Last night I watched the very entertaining found footage horror film HOST, from director Rob Savage. The film, shot during quarantine, follows a group of friends who conduct a seance through Zoom to disastrous results. I didn’t realize that seances were things I could have been using Zoom for. I feel like I just wasted the last four months. What else could I have accomplished via online video chats? Also, it’s slightly sobering to realize that a demonic entity understands how to use Zoom better than I do.
Regardless of my own inadequacies on making the most out of my Zoom account, kudos to Savage and his team for striking on a concept while the moment was hot. HOST will, I’m sure, be seen as a seminal movie for 2020 – using a film to capture this very weird time we have found ourselves in without making COVID-19 a centerpiece of its plot. The fact that the movie looks great and packs in a ton of highly effective scares is just proof that Savage (whose great DAWN OF THE DEAF short film I had the chance to see at a film festival a few years back) is a filmmaker to keep an eye on.
I love the format possibilities presented by what filmmaker Timbur Bekmambetov calls Screenlife – a style of filmmaking in which narratives play out on a computer screen. Screenlife may also be the proprietary name of the software that Bekmambetov helped develop to make these movies, so maybe I shouldn’t be using that name to describe the format. Is there a better name to describe the style of film? I’d hate for Bekmambetov to lose his copyright via genericide.
Whatever you call the films, there is a great selection of these movies currently available to watch. Bekmambetov has used ScreenLife for a ton of films he has produced, such as UNFRIENDED, SEARCHING, and his own PROFILE. Another recent example of the format being used is the underrated 2014 family film EARTH TO ECHO, from director Dave Green. This filmmaking style is a great way to add urgency to a film’s plot – things play out at a brisk pace because the movies are, for the most part, told in real-time. HOST is a great example of why this format is so effective for scary films. The pixilation of computer cameras helps obscure the horrors of what audiences think they might be looking at. Is that a ghost or just a trick of the light? That said, HOST is an effective horror film beyond just its format – the story and characters are just plain fun and the concept is a choice one.
Seances, by their very nature, are creepy. Communing with the dead means overstepping one’s place in the metaphysical. Even when things go to plan and people are able to talk with their lost loved ones, they are still breaking the rules of life and death.
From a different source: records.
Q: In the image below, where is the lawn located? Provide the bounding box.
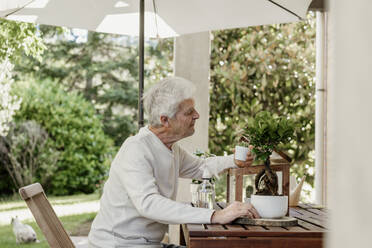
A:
[0,213,96,248]
[0,193,99,212]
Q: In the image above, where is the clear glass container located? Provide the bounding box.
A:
[197,178,216,209]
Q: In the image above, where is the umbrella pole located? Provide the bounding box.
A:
[138,0,145,129]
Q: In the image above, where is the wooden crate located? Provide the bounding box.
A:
[226,152,291,208]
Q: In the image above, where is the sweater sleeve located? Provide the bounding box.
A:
[115,141,214,224]
[179,147,237,179]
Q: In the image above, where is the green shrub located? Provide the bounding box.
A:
[0,121,59,189]
[15,80,112,195]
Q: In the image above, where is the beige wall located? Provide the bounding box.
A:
[169,32,210,244]
[327,0,372,248]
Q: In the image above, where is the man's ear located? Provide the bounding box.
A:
[160,115,170,127]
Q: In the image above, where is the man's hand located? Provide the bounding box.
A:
[234,146,254,168]
[211,202,260,224]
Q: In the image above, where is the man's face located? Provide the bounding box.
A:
[169,99,199,139]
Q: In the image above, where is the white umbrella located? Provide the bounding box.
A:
[0,0,312,126]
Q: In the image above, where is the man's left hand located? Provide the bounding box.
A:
[234,146,254,168]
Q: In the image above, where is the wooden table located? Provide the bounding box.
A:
[181,205,328,248]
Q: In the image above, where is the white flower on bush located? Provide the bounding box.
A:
[0,59,22,136]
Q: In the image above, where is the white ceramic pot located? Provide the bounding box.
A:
[251,195,288,219]
[190,183,200,205]
[235,146,249,161]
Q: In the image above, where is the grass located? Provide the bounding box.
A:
[0,193,99,212]
[0,213,96,248]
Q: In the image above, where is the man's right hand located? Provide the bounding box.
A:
[211,201,260,224]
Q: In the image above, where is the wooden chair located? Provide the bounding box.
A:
[19,183,75,248]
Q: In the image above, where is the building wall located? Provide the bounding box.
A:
[169,32,210,244]
[326,0,372,248]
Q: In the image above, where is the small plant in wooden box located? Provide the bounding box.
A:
[244,111,295,218]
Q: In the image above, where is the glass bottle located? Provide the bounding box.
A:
[198,169,215,209]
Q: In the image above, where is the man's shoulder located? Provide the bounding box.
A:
[121,132,151,150]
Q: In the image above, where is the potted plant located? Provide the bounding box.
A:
[235,141,249,161]
[244,111,295,218]
[190,149,216,205]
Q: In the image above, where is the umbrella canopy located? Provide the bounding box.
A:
[0,0,312,127]
[0,0,311,37]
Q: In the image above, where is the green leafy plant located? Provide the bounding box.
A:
[245,111,295,195]
[14,80,113,195]
[192,149,216,184]
[209,12,316,194]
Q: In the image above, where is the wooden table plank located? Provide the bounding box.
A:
[189,237,322,248]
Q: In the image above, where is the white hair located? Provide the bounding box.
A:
[143,77,196,126]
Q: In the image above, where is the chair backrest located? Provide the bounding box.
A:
[19,183,75,248]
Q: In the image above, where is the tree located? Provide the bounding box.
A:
[0,19,45,193]
[16,26,172,146]
[0,20,45,136]
[209,13,315,188]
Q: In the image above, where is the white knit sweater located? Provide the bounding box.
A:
[89,127,235,248]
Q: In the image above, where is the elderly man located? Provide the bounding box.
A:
[89,77,259,248]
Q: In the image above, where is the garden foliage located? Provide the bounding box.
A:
[15,81,112,195]
[0,121,59,189]
[209,13,315,184]
[244,111,295,161]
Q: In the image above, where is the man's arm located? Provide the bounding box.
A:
[179,147,237,179]
[179,147,253,179]
[112,142,214,224]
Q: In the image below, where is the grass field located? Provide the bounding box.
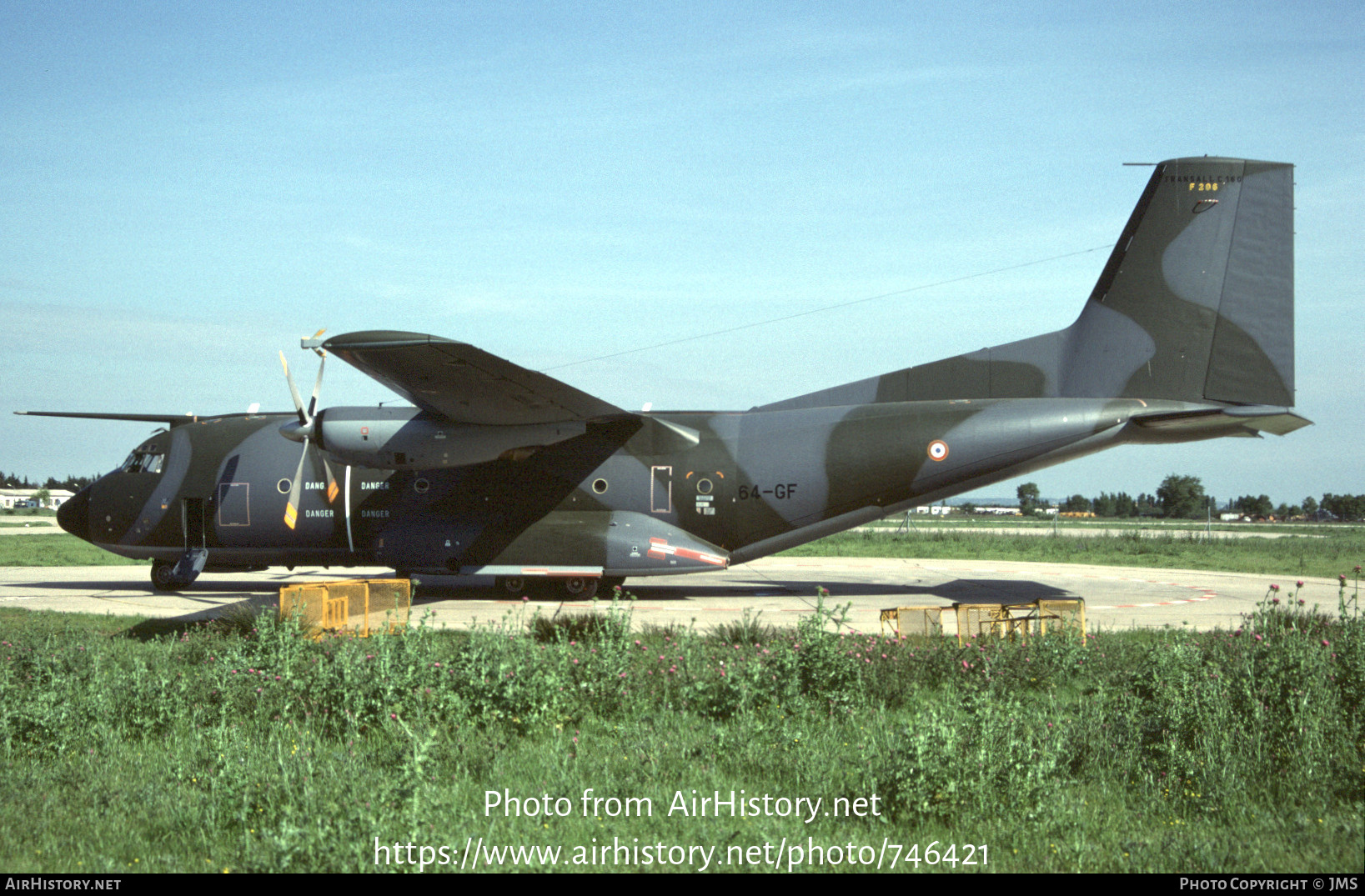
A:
[0,523,1365,578]
[0,586,1365,873]
[0,532,148,566]
[786,523,1365,578]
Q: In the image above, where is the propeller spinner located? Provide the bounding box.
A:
[280,330,340,529]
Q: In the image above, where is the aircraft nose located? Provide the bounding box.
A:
[58,485,90,542]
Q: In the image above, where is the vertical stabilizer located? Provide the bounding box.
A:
[1063,158,1294,407]
[765,157,1294,409]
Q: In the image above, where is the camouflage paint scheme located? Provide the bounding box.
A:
[26,157,1307,593]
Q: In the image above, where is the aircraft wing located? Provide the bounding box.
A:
[316,330,628,426]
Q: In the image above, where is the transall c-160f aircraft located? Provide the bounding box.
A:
[13,157,1309,598]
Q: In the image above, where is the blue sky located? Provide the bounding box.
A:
[0,3,1365,502]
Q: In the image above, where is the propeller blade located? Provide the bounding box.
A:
[284,442,309,529]
[280,352,309,426]
[309,354,328,420]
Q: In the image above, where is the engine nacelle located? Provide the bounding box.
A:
[317,408,587,469]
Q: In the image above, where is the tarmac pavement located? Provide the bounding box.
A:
[0,557,1337,633]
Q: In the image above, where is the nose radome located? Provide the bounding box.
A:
[58,485,90,542]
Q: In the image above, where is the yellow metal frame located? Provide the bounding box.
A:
[280,578,412,638]
[881,605,946,638]
[953,598,1085,647]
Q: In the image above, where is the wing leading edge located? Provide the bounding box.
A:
[319,330,632,426]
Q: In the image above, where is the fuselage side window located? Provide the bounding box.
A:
[118,450,167,473]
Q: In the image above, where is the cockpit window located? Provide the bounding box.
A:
[118,444,167,473]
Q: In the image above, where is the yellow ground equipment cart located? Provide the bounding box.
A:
[953,598,1085,645]
[882,607,945,638]
[280,578,412,638]
[882,598,1085,645]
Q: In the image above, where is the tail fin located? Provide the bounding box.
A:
[1066,158,1294,407]
[765,157,1294,409]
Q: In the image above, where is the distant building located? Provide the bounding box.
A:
[0,488,75,510]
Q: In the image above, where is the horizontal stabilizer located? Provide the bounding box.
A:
[15,411,281,428]
[1133,405,1313,435]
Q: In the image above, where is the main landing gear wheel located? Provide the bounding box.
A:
[494,575,529,598]
[559,575,598,600]
[152,560,190,594]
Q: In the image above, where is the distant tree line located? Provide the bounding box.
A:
[1017,473,1365,519]
[0,472,103,491]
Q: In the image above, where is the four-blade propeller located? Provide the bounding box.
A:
[280,330,339,529]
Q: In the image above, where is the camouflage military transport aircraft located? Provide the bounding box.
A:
[16,157,1307,596]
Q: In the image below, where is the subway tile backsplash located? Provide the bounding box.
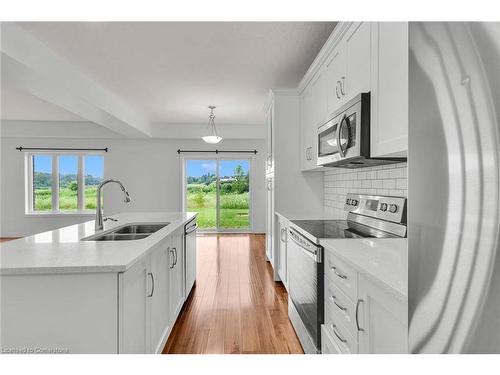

Films like HEREDITARY and THE CHANGELING are great examples of why it’s a bad idea to try and reach out across the mortal coil. I recommend Mary Roach's amazing book SPOOK as a great resource into the history of seances, including the gross way mediums used to use ectoplasm to sell their skills.
I have my own experience trying to conduct a séance and, let me tell you, it’s a dumb one.
Back in 2005, my friend and I were working at The Battalion, Texas A&M’s student newspaper. We were in a game to constantly one-up each other with the stupid stuff we could get away with getting printed in the paper. During our time together, Aaron and I published stories in which we rated all the public bathrooms on campus, we ran op-eds about whether having sex with a cone is considered masturbation and, one time, we tried to publish an interview with a dead dog.
Aaron and I had the idea to conduct a séance with the recently deceased Reveille VI. For those unaware, Texas A&M’s mascot is a border collie named Reveille. The dog is pure-bred – in other words, its genetics are so bottlenecked from inbreeding that it’s dumb as a post. One time, while I was a student on campus, the current Reveille jumped off the roof of a building. Was it trying to commit doggie suicide? Probably not – it was just really, really dumb.
So, thinking it would be funny, Aaron and I took an Ouija board to the grave of Reveille VI – which is also, actually, the grave of every previous dog named Reveille. They are all buried in front of the school’s massive football stadium. May we all enjoy such finaries in our afterlife.
We positioned ourselves in front of the grave with our Ouija board and, when a student would walk by on their way to or from class, we’d invite them over to ask the dead dog a question. We would put our hands together on the Ouija board and, trying our best to make it look like a dead dog’s paw was moving the pointer, we’d spell out “bark, bark, bark” as the answer to any question asked. We had students ask how they were going to do on their finals, whether or not their crushes liked them back and what was going to happen with the Iraq conflict. The answer was always a series of "B-A-R-K" spelled out.
We wrote up the interview and were all set to publish it in the school paper – along with an amazing illustration of a ghost Reveille rising from the grave that the paper’s graphics team had put together – when somebody shut the whole thing down. I don’t remember if it was the faculty advisor, the paper’s editor, or the entirety of our collective colleagues but somebody made the decision that this article was not going to be allowed to run in the paper.
It’s a shame – Reveille VI had some really insightful things to share with the students at Texas A&M. Maybe I can set up a Zoom call with her to get her thoughts on the election.
The Batt’s offices would have been burned to the ground if you had published that.